The urgency of the pandemic threat galvanised rapid innovation and problem-solving, while apparently reducing the barriers to collaboration. This same urgency must be applied to Paris-aligned partnerships, with consideration to how partnering mechanisms be adapted to the ‘slow-motion’ nature of the climate crisis and its long-term, systemic gravity. Early analyses of successful rapid partnerships such as Business Fights Poverty’s  case study of Kenya’s National Business Compact on Coronavirus: Fighting COVID in Kenya: A New Blueprint for Rapid Collaboration? suggest that the model is best suited to a rapid-onset emergency, but that there are elements that can be usefully applied to climate action partnerships.

Traditional partnering approaches are too slow in comparison with the urgency of the climate challenge and threat. TPI’s rapid partnering protocol for climate action will seek to reinvent existing partnering tools and approaches, combining them with other disciplines such as rapid prototyping, adaptive management and user-centric design to reflect the agility and unprecedented speed of collaboration required.

Alongside the protocols, we need to develop a pro-partnering enabling environment in which organisations optimize their internal processes and build a culture and mindset to support fast partnering, funders adjust the way they fund to reduce risk and incentivize rapid deployment, and in which potential collaborators can rapidly find each other.

The world remains way off target in staying within the 1.5° limit of the Paris Agreement…We need more ambition…We simply cannot allow the pandemic to keep us from working together…Although there will be challenges, we must adapt.
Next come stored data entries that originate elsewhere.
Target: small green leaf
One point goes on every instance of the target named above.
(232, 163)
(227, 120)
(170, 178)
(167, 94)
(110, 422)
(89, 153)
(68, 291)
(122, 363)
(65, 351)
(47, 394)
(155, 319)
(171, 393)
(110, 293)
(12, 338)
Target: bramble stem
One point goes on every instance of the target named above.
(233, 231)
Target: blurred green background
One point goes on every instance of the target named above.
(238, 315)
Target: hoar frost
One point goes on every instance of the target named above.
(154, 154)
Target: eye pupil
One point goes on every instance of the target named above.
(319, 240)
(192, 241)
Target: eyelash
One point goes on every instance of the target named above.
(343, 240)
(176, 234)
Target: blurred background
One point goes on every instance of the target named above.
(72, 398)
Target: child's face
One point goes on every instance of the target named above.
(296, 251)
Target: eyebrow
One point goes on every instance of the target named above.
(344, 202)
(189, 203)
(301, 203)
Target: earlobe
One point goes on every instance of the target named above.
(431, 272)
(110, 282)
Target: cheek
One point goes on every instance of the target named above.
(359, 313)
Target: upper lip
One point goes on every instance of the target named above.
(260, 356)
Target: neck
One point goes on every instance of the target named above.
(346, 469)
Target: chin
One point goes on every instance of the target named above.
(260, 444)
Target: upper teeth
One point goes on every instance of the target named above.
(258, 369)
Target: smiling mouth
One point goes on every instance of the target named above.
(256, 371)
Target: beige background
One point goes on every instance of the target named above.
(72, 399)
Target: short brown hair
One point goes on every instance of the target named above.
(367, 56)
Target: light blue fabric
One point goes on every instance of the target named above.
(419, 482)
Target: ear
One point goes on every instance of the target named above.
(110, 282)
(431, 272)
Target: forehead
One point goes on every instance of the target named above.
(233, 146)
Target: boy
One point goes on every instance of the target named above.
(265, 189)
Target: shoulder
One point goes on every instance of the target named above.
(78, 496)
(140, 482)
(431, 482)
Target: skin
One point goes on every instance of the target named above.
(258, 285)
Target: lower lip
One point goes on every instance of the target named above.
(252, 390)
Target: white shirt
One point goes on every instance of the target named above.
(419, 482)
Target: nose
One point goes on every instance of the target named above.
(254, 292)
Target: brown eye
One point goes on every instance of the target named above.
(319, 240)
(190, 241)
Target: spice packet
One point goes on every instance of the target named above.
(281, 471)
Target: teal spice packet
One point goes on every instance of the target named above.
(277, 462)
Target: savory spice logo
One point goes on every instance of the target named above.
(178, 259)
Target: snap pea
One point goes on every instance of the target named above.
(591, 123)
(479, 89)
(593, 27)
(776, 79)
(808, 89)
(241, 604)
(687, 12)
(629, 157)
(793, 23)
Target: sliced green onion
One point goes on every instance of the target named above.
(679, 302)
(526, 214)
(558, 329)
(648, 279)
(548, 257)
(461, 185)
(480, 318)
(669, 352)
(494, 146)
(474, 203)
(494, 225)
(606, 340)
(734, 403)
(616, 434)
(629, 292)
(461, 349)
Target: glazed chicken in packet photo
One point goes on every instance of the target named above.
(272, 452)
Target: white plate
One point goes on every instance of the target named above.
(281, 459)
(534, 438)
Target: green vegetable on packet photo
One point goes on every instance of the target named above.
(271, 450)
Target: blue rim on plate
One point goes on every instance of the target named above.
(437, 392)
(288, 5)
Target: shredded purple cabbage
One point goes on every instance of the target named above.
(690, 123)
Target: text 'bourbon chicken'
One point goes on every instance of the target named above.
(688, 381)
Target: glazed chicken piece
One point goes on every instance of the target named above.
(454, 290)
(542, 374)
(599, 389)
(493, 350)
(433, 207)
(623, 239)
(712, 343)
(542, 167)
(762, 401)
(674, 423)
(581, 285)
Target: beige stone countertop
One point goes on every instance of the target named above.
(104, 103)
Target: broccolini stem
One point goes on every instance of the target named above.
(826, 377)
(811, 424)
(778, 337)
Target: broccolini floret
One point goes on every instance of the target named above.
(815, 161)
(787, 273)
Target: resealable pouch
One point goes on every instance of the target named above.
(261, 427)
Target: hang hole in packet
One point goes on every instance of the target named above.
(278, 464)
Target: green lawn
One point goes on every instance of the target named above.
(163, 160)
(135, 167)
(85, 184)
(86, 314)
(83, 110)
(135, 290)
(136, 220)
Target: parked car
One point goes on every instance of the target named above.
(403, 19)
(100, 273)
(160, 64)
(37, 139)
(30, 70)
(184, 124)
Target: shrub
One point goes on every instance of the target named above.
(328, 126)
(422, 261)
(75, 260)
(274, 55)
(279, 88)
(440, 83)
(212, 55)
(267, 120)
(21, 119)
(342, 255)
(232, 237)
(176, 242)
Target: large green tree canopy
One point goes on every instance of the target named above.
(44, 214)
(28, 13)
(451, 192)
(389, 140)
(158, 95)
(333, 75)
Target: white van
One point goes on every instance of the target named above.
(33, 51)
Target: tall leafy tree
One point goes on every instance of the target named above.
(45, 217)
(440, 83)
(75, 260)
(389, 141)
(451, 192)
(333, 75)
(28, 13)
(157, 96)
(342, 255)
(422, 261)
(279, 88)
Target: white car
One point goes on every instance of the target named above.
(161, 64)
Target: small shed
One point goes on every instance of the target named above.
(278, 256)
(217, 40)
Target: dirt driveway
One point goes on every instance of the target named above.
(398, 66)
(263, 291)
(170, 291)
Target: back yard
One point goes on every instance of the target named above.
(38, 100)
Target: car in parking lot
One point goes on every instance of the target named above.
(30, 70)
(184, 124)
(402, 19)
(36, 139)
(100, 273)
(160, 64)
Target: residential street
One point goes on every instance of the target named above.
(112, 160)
The stakes are too high to do otherwise. 

UN Secretary-General, António Guterres, February, 2021

About Partnerships 2030

Partnerships2030 is commissioned by the German Federal Ministry for Economic Cooperation and Development (BMZ). It is a national platform for promoting multi-stakeholder partnerships (MSP). This platform supports the implementation of 2030 Agenda. Involved are the Deutsche Gesellschaft für Internationale Zusammenarbeit (GIZ) GmbH and Engagement Global – bengo.